Sejarah Ejaan Bahasa Indonesia

Sejarah Ejaan

A. Pendahuluan
Bahasa memiliki peranan penting bagi kehidupan, karena selain digunakan sebagai alat komunikasi secara langsung, bahasa juga digunakan sebagai alat komunikasi secara tulisan. Pada zaman era globalisasi dan pembangunan reformasi demokrasi ini, masyarakat dituntut secara aktif untuk dapat mengawasi dan memahami informasi di segala aspek kehidupan sosial secara baik dan benar. Sebagai bahan pendukung kelengkapan tersebut, bahasa berfungsi sebagai media penyampaian informasi secara baik dan benar. Dengan penyampaian berita atau materi secara tertulis, diharapkan masyarakat dapat menggunakan media tersebut secara baik dan benar.[1]
            Sebagai pemakai bahasa Indonesia, kita wajib mematuhi aturan baku berbahasa yang dinyatakan dalam EBI, KBBI, dan Tata Bahasa Baku Bahasa Indonesia.

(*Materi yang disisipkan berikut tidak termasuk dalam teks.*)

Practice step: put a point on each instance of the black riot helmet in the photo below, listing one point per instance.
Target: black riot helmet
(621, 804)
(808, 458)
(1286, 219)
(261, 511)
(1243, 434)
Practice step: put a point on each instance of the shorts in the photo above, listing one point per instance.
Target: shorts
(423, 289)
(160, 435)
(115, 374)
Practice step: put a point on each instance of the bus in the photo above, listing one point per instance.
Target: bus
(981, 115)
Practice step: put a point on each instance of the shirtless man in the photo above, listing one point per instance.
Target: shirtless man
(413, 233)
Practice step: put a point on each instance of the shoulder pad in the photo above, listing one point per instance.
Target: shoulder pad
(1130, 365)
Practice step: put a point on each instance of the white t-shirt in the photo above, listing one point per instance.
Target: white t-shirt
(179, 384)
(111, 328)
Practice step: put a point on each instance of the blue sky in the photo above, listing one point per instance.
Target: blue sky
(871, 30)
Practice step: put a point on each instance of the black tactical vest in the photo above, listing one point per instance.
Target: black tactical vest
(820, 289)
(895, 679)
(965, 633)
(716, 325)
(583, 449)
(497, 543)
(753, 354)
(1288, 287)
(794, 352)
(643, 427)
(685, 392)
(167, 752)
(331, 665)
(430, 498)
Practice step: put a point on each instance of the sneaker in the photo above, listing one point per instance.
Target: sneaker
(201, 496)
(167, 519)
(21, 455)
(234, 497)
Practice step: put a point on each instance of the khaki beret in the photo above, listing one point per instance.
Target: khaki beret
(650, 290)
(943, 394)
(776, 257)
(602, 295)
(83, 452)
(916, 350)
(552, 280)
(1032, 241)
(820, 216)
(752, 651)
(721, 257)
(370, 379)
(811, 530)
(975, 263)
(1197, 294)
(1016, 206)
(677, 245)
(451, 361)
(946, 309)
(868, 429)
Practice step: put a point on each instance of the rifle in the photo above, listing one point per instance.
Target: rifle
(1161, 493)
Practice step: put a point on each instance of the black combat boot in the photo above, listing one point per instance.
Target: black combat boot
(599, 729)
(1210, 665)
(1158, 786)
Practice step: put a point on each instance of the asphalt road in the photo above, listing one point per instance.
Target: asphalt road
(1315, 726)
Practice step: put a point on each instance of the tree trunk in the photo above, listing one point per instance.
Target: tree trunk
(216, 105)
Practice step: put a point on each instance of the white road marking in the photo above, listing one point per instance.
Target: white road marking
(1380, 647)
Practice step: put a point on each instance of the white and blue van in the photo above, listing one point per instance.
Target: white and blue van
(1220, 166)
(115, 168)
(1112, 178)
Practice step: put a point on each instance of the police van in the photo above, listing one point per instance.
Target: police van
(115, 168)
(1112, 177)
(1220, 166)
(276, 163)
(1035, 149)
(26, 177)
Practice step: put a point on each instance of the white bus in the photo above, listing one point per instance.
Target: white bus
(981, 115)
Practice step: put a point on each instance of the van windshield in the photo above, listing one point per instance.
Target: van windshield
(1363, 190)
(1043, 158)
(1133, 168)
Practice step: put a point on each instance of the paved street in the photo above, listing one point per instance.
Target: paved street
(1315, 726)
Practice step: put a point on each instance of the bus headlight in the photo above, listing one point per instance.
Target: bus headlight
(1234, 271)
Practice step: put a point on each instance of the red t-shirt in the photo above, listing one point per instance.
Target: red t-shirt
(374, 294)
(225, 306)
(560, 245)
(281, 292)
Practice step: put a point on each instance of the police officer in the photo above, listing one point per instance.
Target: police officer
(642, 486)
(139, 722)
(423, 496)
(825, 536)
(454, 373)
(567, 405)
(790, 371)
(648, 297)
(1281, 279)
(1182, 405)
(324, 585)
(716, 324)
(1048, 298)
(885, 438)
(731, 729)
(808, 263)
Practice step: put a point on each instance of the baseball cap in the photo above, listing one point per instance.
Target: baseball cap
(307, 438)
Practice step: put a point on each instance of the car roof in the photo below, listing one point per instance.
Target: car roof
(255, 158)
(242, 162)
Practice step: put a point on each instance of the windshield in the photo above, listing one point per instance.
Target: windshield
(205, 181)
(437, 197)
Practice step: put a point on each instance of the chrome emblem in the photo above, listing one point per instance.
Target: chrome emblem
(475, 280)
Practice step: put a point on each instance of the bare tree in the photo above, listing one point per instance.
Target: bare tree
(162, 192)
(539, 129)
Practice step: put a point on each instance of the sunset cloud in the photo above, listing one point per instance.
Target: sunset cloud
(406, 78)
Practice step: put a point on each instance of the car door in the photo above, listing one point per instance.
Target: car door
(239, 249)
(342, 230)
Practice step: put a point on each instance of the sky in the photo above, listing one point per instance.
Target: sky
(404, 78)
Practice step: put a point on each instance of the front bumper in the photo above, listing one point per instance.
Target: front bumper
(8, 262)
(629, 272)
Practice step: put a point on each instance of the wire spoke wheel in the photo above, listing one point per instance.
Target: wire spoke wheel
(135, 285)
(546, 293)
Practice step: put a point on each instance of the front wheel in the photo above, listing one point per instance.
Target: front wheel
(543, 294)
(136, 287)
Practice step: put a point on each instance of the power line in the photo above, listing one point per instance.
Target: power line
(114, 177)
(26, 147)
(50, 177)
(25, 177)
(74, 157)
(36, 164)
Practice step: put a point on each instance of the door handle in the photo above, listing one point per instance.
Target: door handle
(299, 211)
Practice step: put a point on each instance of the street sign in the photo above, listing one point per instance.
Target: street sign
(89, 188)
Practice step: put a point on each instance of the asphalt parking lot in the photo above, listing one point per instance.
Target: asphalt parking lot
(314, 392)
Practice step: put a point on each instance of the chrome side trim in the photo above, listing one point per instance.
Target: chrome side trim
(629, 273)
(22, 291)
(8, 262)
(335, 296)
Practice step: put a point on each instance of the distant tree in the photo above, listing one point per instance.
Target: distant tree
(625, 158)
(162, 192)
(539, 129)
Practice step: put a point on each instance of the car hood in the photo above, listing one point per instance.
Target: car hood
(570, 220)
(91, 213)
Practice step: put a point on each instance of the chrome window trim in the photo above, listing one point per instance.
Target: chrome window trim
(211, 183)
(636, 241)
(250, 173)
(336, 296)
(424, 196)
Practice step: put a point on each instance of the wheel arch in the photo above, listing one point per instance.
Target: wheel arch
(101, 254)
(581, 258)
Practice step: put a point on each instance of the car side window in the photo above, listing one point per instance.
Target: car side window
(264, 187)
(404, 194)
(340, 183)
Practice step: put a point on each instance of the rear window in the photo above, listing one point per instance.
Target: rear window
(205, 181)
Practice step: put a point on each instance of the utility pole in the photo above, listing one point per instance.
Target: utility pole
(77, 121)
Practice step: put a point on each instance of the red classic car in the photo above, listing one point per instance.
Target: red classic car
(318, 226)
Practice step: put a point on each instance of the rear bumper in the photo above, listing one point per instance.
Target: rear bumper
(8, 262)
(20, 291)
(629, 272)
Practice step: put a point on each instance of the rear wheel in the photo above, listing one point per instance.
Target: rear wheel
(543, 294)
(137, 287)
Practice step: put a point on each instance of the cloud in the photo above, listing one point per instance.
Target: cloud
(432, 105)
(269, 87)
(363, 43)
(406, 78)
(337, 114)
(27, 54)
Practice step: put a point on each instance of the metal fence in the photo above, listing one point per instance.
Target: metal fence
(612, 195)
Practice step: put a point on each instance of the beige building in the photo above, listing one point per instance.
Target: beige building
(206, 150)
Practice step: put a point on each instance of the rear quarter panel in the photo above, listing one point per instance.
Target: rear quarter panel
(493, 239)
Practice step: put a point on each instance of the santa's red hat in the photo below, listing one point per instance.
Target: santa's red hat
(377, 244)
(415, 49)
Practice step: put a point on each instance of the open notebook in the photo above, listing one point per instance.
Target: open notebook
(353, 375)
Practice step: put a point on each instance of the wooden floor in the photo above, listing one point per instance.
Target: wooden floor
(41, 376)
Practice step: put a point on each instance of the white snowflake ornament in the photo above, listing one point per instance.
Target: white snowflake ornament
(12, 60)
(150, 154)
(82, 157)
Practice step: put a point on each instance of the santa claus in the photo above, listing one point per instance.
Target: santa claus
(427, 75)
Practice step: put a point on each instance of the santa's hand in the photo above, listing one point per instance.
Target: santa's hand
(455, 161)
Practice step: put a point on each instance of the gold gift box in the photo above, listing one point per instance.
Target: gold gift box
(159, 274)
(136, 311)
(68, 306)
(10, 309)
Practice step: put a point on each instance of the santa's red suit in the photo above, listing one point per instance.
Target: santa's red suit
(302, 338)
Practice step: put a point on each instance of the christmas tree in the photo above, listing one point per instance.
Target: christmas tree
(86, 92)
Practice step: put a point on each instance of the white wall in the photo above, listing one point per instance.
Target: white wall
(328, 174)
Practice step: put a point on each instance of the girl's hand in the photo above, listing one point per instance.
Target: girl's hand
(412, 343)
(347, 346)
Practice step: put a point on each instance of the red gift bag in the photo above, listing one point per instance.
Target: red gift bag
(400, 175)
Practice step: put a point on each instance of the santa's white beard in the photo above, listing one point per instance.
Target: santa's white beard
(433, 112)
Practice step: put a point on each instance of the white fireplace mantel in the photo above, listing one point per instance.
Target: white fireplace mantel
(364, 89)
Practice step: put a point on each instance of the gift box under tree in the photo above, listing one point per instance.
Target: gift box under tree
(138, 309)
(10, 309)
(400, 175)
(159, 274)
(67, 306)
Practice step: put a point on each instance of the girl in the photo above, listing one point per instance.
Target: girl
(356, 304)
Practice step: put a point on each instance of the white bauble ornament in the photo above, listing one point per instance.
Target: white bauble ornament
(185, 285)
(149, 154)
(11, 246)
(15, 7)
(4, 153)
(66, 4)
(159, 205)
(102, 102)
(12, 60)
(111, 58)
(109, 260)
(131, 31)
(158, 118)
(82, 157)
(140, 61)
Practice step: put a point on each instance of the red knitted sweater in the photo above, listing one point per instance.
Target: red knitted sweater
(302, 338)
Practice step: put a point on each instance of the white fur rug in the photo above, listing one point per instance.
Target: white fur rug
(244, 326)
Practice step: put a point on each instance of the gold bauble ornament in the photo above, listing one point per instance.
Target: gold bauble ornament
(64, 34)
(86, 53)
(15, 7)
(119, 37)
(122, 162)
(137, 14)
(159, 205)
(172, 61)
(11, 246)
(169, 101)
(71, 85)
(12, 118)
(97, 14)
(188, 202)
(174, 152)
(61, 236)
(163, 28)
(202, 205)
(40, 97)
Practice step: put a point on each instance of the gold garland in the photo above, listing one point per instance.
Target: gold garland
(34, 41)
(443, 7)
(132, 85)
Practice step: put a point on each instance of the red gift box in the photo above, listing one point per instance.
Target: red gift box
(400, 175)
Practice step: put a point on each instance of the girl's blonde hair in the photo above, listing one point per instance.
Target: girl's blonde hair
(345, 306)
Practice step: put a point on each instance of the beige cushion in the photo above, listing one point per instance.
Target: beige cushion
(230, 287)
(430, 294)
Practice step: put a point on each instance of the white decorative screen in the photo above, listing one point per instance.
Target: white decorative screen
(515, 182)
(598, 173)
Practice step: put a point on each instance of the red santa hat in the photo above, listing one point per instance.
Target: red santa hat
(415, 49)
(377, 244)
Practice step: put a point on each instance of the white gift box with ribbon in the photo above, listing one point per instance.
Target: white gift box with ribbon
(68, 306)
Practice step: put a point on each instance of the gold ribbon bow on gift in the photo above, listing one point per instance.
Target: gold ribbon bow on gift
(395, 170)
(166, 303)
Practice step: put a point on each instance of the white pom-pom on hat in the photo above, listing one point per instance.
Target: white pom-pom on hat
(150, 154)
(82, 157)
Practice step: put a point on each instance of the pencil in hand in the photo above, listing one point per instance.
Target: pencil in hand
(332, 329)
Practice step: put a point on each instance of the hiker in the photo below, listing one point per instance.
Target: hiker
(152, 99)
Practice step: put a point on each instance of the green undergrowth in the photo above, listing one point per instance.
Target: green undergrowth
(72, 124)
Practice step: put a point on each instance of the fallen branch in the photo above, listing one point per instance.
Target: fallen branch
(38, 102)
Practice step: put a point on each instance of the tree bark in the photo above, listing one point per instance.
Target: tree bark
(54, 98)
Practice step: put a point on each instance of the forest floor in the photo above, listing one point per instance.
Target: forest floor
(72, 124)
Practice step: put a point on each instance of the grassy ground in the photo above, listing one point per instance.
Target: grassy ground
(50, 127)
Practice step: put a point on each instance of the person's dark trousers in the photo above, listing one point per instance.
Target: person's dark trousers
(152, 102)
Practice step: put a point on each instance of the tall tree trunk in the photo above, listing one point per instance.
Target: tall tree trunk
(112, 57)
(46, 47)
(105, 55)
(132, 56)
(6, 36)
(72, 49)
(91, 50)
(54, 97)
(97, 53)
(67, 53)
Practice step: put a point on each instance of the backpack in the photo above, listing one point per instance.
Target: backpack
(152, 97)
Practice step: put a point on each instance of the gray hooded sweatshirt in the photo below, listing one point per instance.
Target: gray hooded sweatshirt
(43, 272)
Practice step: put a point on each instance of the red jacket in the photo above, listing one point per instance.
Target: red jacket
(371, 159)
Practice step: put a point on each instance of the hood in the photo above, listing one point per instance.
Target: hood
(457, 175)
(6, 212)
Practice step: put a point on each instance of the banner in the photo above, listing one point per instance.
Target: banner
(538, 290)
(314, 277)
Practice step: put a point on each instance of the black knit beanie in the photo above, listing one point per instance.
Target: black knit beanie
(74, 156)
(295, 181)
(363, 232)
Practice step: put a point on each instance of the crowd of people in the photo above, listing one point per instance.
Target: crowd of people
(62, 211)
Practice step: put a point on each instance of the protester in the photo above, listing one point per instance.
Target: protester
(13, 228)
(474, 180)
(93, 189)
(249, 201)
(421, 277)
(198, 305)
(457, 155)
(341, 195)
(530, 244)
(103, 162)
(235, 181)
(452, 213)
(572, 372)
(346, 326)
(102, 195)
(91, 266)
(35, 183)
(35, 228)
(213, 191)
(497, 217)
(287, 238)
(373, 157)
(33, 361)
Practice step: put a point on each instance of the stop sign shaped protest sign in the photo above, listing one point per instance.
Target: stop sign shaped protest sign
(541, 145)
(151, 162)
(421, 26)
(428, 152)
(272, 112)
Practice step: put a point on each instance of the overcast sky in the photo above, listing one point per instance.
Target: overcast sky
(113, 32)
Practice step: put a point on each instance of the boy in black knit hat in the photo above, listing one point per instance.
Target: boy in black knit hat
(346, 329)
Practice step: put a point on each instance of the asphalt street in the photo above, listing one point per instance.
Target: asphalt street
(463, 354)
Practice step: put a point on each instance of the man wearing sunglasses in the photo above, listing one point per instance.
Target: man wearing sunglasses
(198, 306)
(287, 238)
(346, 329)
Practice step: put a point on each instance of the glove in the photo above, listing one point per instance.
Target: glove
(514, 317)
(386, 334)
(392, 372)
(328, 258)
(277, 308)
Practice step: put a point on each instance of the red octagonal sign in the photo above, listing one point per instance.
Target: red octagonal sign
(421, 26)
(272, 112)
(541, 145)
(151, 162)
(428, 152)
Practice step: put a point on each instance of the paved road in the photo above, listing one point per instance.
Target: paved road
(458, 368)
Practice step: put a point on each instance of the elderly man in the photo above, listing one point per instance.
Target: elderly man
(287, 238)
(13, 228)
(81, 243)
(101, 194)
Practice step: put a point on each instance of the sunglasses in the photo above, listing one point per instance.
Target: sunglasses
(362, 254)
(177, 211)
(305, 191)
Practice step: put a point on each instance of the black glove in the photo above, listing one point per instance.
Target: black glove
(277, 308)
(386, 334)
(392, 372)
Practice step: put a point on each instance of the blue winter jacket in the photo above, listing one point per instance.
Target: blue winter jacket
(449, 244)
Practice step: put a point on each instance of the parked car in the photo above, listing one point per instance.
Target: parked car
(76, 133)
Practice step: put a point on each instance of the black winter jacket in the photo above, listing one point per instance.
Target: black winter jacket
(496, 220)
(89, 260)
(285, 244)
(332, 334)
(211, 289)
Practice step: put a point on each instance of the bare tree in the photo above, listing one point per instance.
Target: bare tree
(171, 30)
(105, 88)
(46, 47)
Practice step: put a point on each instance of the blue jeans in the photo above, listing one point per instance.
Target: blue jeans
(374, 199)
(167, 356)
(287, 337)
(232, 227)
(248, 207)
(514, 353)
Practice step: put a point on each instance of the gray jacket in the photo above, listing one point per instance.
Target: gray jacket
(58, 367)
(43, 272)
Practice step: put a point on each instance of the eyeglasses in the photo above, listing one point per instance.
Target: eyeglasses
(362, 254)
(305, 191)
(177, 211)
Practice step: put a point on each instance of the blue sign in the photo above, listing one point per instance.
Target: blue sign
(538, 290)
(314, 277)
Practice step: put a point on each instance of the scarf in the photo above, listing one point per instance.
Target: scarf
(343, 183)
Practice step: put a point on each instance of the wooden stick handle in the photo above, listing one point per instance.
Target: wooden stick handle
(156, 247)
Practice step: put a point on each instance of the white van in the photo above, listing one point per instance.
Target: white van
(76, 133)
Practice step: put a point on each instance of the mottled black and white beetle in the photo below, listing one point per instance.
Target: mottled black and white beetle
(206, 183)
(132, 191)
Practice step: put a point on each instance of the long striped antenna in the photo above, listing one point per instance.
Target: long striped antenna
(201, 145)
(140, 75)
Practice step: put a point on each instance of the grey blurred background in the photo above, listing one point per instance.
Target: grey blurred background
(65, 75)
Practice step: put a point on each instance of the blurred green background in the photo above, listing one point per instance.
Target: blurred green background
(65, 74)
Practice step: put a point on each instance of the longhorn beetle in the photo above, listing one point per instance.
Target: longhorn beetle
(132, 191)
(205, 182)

Pemakai bahasa Indonesia seyogyanya berbahasa dengan baik dan benar dalam forum resmi atau saat menyajikan satu bentuk tulisan ilmiah.[2] Akan tetapi, sampai sekarang masih banyak di antara orang Indonesia yang belum dapat atau fasih menerapkan  kaidah Ejaan Bahasa Indonesia  itu dalam tulis-menulis.[3] Oleh karena itu, pengetahuan tentang sejarah ejaan yang diterapkan oleh Indonesia sebagai acuan untuk berbahasa yang baik dan benar harus kita cermati.

B. Pengertian Ejaan
            Kata “ejaan” berasal dari bahasa Arab yaitu hijja’  menjadi eja yang mendapatkan akhiran-an.[4] Menurut KBBI, ejaan adalah kaidah-kaidah cara menggambarkan bunyi-bunyi (kata, kalimat, dan sebagainya) dalam bentuk tulisan (huruf-huruf) serta penggunaan tanda baca. Dalam Kamus Umum Bahasa Indonesia (KUBI), ejaan adalah cara atau aturan menulis kata-kata dengan huruf menurut disiplin ilmu bahasa.[5]
           
C. Sejarah Ejaan
            Sejarah perkembangan ejaan bahasa Indonesia telah melalui beberapa tahap perkembangan, dimulai dari zaman penjajahan Belanda sampai sekarang.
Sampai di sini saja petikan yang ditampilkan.